Other indications associated with activation of the SRIF receptor subtypes are inhibition of insulin and/or glucagon and more particularly diabetes mellitus, angiopathy, retinopathy, proliferative retinopathy, dawn phenomenon and nephropathy; inhibition of gastric acid secretion and more particularly peptic ulcers, enterocutaneous and pancreaticocutaneous fistula, Dumping syndrome, watery diarrhea syndrome, acute or chronic pancreatitis and gastrointestinal hormone secreting tumors; treatment of cancer such as hepatoma; inhibition of angiogenesis, treatment of inflammatory disorders such as arthritis; chronic allograft rejection; angioplasty; preventing graft vessel and gastrointestinal bleeding.
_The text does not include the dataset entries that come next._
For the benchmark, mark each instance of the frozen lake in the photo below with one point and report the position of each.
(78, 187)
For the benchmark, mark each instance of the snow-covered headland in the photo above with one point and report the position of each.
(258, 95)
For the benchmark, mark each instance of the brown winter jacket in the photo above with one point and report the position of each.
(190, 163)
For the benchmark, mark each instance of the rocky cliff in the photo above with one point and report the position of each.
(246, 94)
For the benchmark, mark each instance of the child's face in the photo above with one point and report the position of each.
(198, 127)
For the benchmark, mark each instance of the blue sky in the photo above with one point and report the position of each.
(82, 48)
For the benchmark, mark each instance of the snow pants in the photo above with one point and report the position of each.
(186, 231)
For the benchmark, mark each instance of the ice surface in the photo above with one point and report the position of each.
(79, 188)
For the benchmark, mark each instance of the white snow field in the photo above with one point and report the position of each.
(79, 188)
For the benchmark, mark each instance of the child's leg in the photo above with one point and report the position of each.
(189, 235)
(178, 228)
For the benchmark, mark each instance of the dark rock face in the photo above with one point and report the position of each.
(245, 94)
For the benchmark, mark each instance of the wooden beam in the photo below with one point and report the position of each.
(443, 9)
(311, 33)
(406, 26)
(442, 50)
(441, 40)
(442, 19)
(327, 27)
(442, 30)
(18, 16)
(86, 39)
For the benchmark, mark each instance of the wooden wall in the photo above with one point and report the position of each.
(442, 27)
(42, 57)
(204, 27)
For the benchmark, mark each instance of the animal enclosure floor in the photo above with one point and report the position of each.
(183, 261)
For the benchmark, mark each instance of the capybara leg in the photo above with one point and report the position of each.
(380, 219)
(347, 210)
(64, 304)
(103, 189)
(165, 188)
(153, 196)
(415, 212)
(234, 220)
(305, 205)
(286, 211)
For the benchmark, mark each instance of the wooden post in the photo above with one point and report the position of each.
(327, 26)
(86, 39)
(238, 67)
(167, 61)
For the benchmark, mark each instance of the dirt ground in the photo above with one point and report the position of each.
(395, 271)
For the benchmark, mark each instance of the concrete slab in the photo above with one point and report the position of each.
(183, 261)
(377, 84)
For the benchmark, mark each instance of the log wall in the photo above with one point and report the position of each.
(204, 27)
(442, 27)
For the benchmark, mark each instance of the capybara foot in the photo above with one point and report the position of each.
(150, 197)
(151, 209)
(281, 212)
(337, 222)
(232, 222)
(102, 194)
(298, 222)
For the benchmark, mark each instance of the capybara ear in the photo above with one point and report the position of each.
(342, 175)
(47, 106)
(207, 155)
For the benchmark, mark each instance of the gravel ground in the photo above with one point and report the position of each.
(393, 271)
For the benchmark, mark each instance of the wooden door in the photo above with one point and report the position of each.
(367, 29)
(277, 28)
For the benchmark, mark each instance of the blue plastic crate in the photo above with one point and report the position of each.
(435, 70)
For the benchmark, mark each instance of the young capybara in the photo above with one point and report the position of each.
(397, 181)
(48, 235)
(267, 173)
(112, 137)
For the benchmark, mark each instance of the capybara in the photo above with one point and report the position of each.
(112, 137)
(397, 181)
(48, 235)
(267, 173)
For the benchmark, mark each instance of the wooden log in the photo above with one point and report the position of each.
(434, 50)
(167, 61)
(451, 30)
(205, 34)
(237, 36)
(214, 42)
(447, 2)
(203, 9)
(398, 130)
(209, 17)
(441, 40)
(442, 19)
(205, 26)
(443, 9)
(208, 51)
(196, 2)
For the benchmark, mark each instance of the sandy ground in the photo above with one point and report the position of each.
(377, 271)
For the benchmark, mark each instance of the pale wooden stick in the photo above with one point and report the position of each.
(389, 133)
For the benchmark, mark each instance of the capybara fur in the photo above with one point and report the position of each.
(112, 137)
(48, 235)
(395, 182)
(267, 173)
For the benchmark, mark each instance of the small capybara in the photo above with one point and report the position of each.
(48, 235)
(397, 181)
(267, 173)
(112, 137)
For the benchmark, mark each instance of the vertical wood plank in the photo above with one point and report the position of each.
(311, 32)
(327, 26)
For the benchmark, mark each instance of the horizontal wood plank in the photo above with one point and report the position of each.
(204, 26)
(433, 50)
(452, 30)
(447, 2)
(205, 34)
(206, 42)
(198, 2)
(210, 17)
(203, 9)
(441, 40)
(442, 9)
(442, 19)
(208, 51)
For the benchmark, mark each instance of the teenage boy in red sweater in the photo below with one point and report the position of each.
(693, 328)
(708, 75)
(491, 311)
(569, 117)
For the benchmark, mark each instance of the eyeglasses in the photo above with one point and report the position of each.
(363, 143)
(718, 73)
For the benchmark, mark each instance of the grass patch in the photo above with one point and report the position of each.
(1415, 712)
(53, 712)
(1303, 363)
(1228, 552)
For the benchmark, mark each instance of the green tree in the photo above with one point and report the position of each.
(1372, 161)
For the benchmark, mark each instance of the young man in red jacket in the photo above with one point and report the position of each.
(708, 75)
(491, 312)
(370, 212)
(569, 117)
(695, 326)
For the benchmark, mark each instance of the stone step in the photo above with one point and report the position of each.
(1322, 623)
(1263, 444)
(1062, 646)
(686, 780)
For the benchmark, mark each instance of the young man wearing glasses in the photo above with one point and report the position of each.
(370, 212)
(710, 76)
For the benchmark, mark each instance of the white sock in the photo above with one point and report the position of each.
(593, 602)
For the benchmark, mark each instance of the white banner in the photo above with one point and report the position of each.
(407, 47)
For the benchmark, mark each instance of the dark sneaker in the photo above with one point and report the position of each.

Additionally, the following references disclose the use of certain somatostatin analogs for the indications noted: U.S. Pat. No. 4,853,371—inhibiting the secretion of growth hormone, insulin, glucagon and pancreatic exocrine secretion; U.S. Pat. No. 5,147,856—restenosis; U.S. Pat. No. 5,411,943—hepatoma; U.S. Pat. No. 5,073,541—lung cancer; U.S. Pat. No. 5,504,069—inhibiting the accelerated growth of a solid tumor; U.S. Pat. No. 5,688,418—prolonging survival of pancreatic cells; U.S. patent application Ser. No. 08/089,410 filed Jul. 9, 1993—melanoma; U.S. patent application Ser. No. 08/854,941 filed May 13, 1997—decreasing body weight; U.S. patent application Ser. No. 08/854,943 filed May 13, 1997—insulin resistance and Syndrome X; U.S. patent application Ser. No. 08/855,311 filed May 13, 1997—hyperlipidemia; U.S. patent application Ser. No. 08/440,061 filed May 12, 1995—hyperamylinemia; U.S. patent application Ser. No. 08/852,221 filed May 7, 1997—hyperprolactinemia and prolactinomas; International Patent Application No. PCT/US97/14154—fibrosis.
It is preferred to have an analog which is selective for the specific SRIF receptor subtype or subtypes responsible for the desired biological response, thus, reducing interaction with other receptor subtypes which could lead to undesirable side effects. Further, because of the short half-life of native SRIF, various SRIF analogs have been developed, e.g., for the treatment of acromegaly, (Raynor, et al., Molecular Pharmacol. 43:838 (1993)).